Dmitri Shostakovich (1906–1975), one of the 20th century’s most prominent composers, wrote 15 symphonies and a large quantity of chamber music, as well as works in other genres. After The Nose, he completed just one other opera, Lady Macbeth of Mtsensk. Shostakovich lived almost all of his life in his native city of St. Petersburg (later Leningrad), whose turbulent political history had a significant impact on his life and career. Yevgeny Zamyatin (1884–1937) was an author best known for his 1921 dystopian novel We (which influenced George Orwell’s 1984, among other works). Playwright Alexander Preis
(1906–1942) also co-wrote the libretto for Shostakovich’s Lady Macbeth of Mtsensk. Georgy Ionin was a teenaged drama student hoping to become a director when he worked with Shostakovich. Nikolai Gogol (1809–1852), born in present-day Ukraine, was among the leading Russian writers of the 19th century. His mastery of both realism and satire, seen in his short stories but also in the novel Dead Souls and the play The Inspector General, was hugely influential on Russian and international literature.

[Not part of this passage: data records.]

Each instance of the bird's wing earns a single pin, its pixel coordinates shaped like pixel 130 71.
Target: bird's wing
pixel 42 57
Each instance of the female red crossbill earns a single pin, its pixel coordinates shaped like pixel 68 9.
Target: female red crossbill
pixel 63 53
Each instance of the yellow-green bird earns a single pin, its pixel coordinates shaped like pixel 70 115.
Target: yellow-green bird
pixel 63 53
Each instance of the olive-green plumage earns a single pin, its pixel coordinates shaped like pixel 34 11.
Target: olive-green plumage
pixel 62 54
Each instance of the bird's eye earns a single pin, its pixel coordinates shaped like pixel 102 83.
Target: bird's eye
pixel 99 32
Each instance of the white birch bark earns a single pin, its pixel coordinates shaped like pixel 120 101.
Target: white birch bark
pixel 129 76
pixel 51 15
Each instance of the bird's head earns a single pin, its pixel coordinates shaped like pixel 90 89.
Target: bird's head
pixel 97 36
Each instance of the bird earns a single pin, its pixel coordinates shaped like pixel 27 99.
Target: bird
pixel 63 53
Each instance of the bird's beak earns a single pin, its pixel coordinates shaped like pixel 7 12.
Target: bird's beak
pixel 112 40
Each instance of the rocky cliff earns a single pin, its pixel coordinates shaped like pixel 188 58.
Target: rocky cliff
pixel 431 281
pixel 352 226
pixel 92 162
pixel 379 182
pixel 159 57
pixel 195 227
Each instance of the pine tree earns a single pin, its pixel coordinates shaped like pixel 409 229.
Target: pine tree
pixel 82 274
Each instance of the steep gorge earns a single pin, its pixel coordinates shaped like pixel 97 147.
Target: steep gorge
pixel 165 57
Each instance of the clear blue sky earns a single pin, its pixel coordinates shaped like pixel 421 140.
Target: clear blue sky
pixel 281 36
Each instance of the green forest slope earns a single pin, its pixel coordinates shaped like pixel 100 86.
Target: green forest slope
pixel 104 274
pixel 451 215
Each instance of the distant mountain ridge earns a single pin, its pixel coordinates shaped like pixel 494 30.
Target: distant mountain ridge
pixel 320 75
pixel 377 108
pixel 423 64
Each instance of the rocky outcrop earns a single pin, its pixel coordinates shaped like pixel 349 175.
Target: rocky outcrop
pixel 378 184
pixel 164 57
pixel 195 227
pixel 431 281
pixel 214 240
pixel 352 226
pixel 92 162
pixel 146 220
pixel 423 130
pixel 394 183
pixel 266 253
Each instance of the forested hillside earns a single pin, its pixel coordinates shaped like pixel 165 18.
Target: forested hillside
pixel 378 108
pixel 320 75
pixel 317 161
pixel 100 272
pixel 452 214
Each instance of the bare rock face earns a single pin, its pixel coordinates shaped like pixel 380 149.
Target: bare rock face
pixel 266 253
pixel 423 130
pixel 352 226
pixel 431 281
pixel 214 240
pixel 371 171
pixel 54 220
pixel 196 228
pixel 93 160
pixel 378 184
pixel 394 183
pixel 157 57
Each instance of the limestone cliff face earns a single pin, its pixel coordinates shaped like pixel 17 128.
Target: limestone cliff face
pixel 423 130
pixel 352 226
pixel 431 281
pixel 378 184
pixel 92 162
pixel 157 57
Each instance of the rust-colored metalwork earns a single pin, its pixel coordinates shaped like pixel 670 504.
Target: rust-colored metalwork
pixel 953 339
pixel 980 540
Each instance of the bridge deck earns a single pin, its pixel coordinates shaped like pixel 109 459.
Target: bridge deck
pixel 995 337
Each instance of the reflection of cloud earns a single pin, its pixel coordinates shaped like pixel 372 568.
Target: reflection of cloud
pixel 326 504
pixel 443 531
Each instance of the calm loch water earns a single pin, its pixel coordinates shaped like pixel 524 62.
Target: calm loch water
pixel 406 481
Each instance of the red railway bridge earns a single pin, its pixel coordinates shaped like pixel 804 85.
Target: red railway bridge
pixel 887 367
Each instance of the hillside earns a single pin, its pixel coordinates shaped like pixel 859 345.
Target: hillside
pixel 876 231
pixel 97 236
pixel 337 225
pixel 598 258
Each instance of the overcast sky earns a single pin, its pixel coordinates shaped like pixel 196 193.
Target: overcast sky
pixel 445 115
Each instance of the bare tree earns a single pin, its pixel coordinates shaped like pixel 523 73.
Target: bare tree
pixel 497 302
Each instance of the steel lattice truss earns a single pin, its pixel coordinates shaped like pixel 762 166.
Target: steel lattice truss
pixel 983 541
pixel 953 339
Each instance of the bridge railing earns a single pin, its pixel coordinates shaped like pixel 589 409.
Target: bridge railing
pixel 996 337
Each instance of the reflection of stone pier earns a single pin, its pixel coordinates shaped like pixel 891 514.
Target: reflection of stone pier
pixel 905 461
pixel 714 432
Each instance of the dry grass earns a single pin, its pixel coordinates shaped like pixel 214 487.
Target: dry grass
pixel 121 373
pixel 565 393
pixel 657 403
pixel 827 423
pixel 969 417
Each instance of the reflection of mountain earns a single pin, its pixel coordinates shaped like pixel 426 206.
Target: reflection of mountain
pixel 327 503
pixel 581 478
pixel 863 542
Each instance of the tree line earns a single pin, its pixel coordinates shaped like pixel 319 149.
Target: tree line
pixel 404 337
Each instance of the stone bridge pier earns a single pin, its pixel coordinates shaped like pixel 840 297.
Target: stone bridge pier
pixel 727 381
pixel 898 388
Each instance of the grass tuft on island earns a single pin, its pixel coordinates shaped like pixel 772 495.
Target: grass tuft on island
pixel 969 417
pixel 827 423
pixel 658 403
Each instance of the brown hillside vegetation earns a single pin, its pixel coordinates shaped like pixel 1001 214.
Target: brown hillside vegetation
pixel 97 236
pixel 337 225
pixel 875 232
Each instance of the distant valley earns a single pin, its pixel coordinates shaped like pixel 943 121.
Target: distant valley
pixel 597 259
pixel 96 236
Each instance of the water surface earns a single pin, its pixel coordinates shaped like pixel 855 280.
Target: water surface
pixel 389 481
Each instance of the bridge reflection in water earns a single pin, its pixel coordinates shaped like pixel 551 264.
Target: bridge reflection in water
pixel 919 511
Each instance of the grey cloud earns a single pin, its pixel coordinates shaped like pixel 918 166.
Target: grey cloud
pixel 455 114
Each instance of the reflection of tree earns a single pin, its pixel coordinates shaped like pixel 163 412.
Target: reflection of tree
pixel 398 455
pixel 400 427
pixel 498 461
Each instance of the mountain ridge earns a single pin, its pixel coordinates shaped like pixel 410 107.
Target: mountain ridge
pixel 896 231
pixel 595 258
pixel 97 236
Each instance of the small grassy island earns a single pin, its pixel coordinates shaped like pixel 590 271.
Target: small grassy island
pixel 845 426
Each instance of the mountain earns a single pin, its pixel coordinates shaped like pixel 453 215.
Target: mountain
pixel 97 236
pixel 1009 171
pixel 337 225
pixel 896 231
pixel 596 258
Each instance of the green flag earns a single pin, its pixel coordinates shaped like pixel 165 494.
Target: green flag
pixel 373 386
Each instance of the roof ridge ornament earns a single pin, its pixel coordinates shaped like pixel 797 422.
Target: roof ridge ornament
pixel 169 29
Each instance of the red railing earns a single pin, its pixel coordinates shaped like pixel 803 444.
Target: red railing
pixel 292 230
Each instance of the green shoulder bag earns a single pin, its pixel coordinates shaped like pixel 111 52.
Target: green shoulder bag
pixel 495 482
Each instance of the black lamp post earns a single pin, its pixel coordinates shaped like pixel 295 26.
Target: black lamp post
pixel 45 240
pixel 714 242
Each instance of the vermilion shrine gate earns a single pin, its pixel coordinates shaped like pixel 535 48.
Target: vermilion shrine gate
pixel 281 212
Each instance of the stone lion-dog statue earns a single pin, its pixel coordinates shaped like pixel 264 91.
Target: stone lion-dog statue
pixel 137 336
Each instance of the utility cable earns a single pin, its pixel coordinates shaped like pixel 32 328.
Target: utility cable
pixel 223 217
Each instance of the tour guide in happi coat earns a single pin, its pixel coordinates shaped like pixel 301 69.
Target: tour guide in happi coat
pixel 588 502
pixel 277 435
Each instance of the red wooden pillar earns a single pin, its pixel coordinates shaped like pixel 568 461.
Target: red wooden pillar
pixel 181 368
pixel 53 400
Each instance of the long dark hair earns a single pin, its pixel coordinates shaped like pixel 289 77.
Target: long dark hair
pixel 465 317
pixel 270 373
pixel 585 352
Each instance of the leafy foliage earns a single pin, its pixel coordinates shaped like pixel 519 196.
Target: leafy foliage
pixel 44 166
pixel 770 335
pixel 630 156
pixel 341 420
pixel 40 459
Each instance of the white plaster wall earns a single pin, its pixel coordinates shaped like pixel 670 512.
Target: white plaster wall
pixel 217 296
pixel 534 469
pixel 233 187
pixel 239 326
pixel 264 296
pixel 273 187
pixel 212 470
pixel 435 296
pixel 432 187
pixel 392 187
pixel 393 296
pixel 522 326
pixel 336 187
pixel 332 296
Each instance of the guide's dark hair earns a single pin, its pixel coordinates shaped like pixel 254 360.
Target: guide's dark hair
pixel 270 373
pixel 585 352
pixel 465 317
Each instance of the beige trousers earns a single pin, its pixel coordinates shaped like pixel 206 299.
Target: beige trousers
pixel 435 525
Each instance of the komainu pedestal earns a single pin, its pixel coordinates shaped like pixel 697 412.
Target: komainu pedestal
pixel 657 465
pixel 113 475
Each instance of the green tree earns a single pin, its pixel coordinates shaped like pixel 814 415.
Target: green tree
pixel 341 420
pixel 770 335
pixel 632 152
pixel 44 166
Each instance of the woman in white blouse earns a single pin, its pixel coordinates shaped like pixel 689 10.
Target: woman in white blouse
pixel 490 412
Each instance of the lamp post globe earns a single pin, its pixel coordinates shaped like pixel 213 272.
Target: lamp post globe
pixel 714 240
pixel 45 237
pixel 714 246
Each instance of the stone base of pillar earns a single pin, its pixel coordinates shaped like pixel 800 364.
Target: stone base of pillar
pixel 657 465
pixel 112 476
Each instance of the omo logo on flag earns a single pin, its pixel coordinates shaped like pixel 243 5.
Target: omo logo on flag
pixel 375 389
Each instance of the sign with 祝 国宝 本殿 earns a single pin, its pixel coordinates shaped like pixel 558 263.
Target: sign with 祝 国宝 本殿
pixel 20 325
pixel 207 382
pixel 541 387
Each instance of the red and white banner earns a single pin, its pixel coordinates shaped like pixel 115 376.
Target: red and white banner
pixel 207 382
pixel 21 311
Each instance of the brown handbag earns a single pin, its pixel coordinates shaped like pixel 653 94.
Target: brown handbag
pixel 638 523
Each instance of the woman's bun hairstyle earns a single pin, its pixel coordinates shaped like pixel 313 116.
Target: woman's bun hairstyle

The opera is set in St. Petersburg in the 1830s. At the time, the city was the capital of the Russian Empire and the center of a vast and complex bureaucracy. In the Met’s production, the time of the opera’s composition becomes an additional frame of reference.
The score of The Nose is as difficult to categorize as the genre-defying story that inspired it. Though essentially atonal and non-lyrical (even anti-lyrical), it also contains references, often satirical, to familiar musical genres. The strident and fragmented introduction sets the tone for the rest of the opera, with brass flourishes bringing to mind a circus march. Choral prayers appear in the cathedral scene, and a grotesque interpretation of a waltz accompanies the townspeople’s banal exchange of pleasantries in Scene 7. Elsewhere, snippets of other dance forms, such as the gallop and the polka, also create a satirical background to social interactions. One of the most remarkable passages of the score occurs in Scene 5, as men place classified ads at a newspaper office. It is an eight-voice canon punctuated by a bass drum, which segues into an instrumental interlude that sounds like a jumbled fugue. Still other passages avoid all tradition as known at the time of the opera’s composition and clearly point the way to the future: the striking three-minute interlude between Scenes 2 and 3, scored only for unpitched percussion, is considered one of the earliest examples of a percussion ensemble in Western music. Some of the solos of the more than 70 sung roles (several of which can be combined to be sung by a single performer) are based on familiar forms, such as the folk-like song in Scene 6 accompanied by the balalaika, the characteristic instrument of Russian folk music. However, most of the individual passages adhere very closely to the sound of Gogol’s words. There is great opportunity to express aspects of the various characters in these solo passages. The Police Inspector’s grating and insinuating lines, for example, are written in the highest tenor register, verging close to shouting.
The Nose at the Met
The Nose had its Met premiere in this production on March 5, 2010. Valery Gergiev conducted, with debuting artists Paulo Szot as Kovalyov, Andrey Popov as the Police Inspector, and Gordon Gietz as the Nose.